The first graph shows the relationships between all variables, with warm colors indicating a large share of a given variable in the PC, and cold colors indicating a small share (as does the length of the arrows from the center of the graph). The direction of the arrows, however, indicates the correlations between the variables in question.

In the graph, it can be observed that a large share of the components are the Energy and Loudness variables, which are positively correlated with each other, and the Acousticness variable, negatively correlated with these variables. The variables Valence and Dancebility also have a large share in the first 2 components. The variables Key and Popularity are least represented.

fviz_pca_ind(pca1,
             col.ind = "cos2", 
             gradient.cols = c("#00AFBB", "#E7B800", "#FC4E07"))

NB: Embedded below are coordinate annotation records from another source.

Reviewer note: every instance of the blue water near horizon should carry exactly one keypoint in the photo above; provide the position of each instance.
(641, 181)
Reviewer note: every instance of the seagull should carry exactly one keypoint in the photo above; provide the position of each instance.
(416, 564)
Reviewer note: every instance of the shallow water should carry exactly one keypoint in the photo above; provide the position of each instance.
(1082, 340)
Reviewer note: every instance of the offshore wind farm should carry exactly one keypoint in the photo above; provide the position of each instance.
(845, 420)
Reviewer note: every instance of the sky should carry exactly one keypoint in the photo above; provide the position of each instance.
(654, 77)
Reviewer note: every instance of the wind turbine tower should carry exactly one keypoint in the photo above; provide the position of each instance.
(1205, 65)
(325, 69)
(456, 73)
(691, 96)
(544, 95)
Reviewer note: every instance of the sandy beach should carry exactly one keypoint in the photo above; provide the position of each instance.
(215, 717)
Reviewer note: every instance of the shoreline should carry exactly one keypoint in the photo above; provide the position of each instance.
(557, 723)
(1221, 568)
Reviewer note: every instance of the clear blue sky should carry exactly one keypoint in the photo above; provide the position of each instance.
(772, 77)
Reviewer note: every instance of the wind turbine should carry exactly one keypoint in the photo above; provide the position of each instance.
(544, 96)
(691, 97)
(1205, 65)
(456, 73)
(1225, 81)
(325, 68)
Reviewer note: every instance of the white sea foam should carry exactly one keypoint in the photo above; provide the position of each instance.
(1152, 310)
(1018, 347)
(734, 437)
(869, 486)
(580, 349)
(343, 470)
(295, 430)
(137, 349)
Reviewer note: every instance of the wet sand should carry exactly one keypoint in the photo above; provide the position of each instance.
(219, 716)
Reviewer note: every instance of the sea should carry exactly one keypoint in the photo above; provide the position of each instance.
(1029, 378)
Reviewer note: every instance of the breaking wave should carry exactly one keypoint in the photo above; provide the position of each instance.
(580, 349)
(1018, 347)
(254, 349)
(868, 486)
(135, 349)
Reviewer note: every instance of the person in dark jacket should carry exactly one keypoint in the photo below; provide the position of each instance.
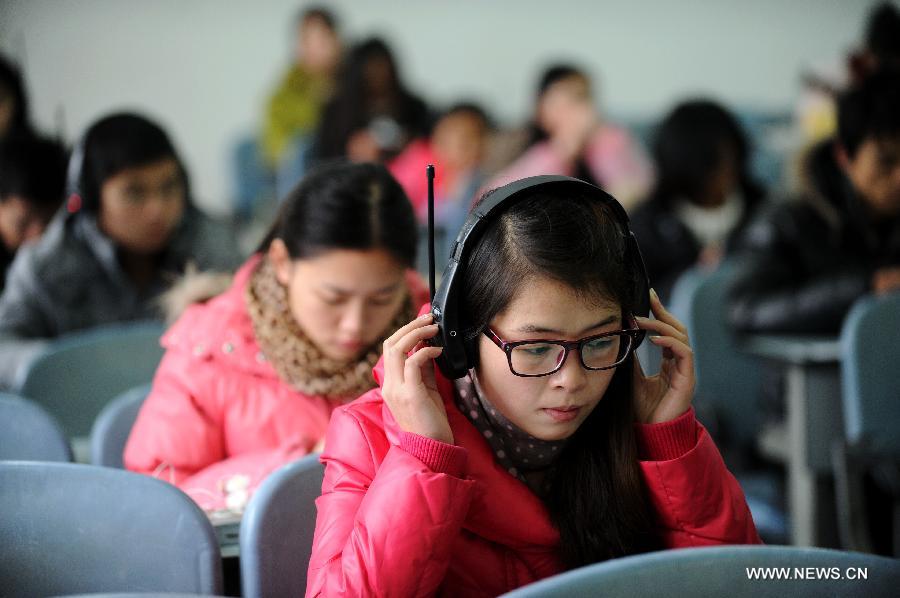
(372, 115)
(128, 228)
(808, 260)
(32, 183)
(704, 194)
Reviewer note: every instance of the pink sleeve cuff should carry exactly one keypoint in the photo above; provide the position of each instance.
(438, 456)
(667, 440)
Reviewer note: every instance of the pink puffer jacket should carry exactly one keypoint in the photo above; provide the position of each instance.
(218, 409)
(404, 515)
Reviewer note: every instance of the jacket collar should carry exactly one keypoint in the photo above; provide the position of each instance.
(503, 509)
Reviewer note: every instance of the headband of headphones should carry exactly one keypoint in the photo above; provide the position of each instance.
(457, 357)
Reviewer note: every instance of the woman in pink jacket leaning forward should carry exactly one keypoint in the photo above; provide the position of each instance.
(555, 450)
(250, 378)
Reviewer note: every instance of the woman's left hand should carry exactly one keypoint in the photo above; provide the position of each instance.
(667, 395)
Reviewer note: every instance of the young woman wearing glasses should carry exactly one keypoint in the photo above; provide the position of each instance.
(555, 451)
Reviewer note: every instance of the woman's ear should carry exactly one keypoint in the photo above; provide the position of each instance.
(281, 261)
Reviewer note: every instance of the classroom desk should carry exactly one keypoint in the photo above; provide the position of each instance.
(227, 526)
(814, 419)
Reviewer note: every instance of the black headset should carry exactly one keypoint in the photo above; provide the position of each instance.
(458, 355)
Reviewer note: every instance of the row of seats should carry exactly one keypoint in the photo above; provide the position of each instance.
(84, 528)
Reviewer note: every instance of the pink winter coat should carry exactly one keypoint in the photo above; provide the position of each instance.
(616, 161)
(404, 515)
(218, 409)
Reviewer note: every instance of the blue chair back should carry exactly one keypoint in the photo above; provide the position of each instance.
(78, 528)
(728, 381)
(870, 375)
(718, 571)
(29, 433)
(277, 530)
(113, 425)
(78, 374)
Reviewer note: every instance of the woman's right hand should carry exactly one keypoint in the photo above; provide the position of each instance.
(409, 387)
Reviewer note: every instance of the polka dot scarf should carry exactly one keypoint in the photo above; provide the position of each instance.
(517, 451)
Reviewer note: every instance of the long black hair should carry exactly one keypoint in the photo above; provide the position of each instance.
(689, 147)
(113, 144)
(596, 497)
(350, 108)
(346, 206)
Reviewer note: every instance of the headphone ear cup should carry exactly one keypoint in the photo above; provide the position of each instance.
(641, 282)
(470, 345)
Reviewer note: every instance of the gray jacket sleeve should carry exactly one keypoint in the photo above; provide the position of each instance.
(24, 325)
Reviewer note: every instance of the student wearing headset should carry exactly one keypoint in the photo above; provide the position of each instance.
(128, 229)
(550, 449)
(250, 378)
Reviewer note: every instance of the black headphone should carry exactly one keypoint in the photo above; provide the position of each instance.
(457, 357)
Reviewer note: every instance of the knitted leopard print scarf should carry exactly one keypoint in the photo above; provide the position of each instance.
(295, 358)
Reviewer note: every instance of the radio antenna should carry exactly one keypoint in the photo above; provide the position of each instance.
(429, 172)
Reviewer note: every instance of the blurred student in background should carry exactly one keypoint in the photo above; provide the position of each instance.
(704, 193)
(14, 119)
(570, 137)
(250, 378)
(372, 115)
(32, 185)
(294, 107)
(808, 260)
(456, 147)
(128, 226)
(816, 110)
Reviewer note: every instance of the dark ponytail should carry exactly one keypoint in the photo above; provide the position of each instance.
(346, 206)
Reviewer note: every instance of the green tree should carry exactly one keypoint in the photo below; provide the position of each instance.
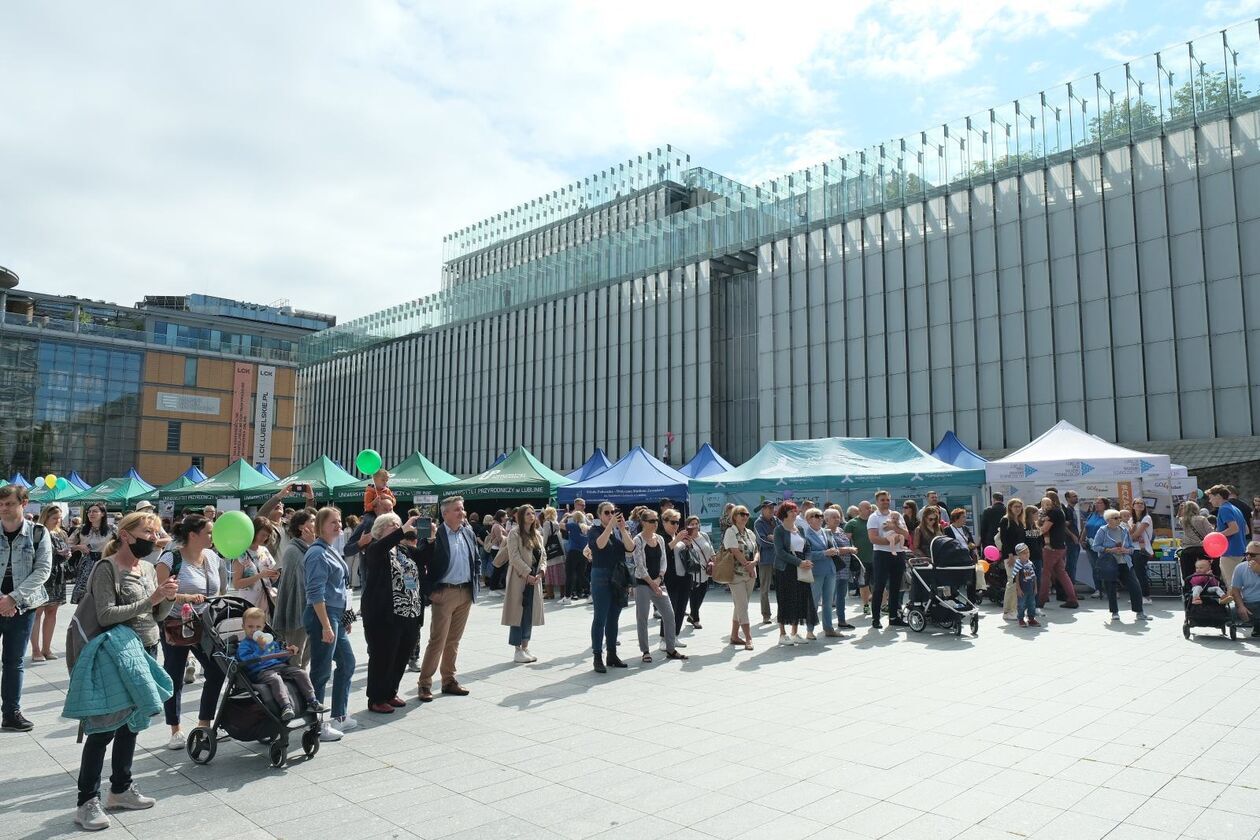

The next graph shows the relationships between individuals (individuals with similar profiles are grouped together) and how they are represented by a given component (warm colors and a large distance from the center of the graph mean that an individual is well described by a given component, while cold colors and a small distance mean the opposite).

In the graph above, we can see that the best represented individuals are in the upper right corner of the graph. Combined with the analysis of the variable graph, we can conclude that these are observations with a high level of the Acousticness variable. This graph also helps detect outliers, but with the exception of the observation ‘The Concept’ (probably due to the high value of the Duration variable), no other individuals significantly deviate in distance from the others.

fviz_pca_biplot(pca1, repel = TRUE,
                col.var = "#2E9FDF", # Variables color
                col.ind = "#696969",  # Individuals color
                label = 'var'
)

The next chart is a combination of the previous two charts. It allows you to analyze both variables and individuals in terms of PC1 and PC2. In it, we can observe that components 1 and 2 most likely depend in large part on the variables Acousticness, Energy, or Loudness, and that they describe well observations with high levels of these variables. We can also see that the observations in the lower right corner of the graph are probably not well described by PC1 and PC2, as they depend heavily on underrepresented variables such as Instrumentalness.

Analysis of components

The following two charts show the extent to which each variable contributes to a component. The first graph shows the components PC1 and PC2 analyzed above, and the second graph shows the other 3 components (PC3, PC4, PC5)

var<-get_pca_var(pca1)
PC1<-fviz_contrib(pca1, "var", axes=1, xtickslab.rt=90) # default angle=45°
PC2<-fviz_contrib(pca1, "var", axes=2, xtickslab.rt=90)
grid.arrange(PC1,PC2,top='Contribution to the first two Principal Components')

As we can see from the graph above, the first component consists primarily of the Energy, Loudness, and Acousticness variables. So you can see that this component focuses primarily on the way a song sounds, whether it is loud and energetic or rather calm and performed with acoustic instruments.

The second component consists primarily of the Danceability, Duration and Valence variables. Thus, it can be assumed that this component determines whether a song is suitable for a party, that is, if it is positive and good to dance to.

The other 3 components can be found in the chart below, but it is already more difficult to find a guiding characteristic for them that would describe the entire component. A special case of this is PC4, about half of whose entire variance is accounted for by the Popularity variable.

PC3<-fviz_contrib(pca1, "var", axes=3, xtickslab.rt=90) # default angle=45°
PC4<-fviz_contrib(pca1, "var", axes=4, xtickslab.rt=90)
PC5<-fviz_contrib(pca1, "var", axes=5, xtickslab.rt=90)
grid.arrange(PC3,PC4,PC5)

Conclusions

The study presents the application of Principal Component Analysis (PCA) to reduce the dimensions of a dataset of songs on Spotify. Using the PCA method, the number of dimensions of the set was reduced from 12 to 5 while retaining 65% of the total variance. The study also attempted to name the newly created components in order to better understand the set trimmed to 5 dimensions.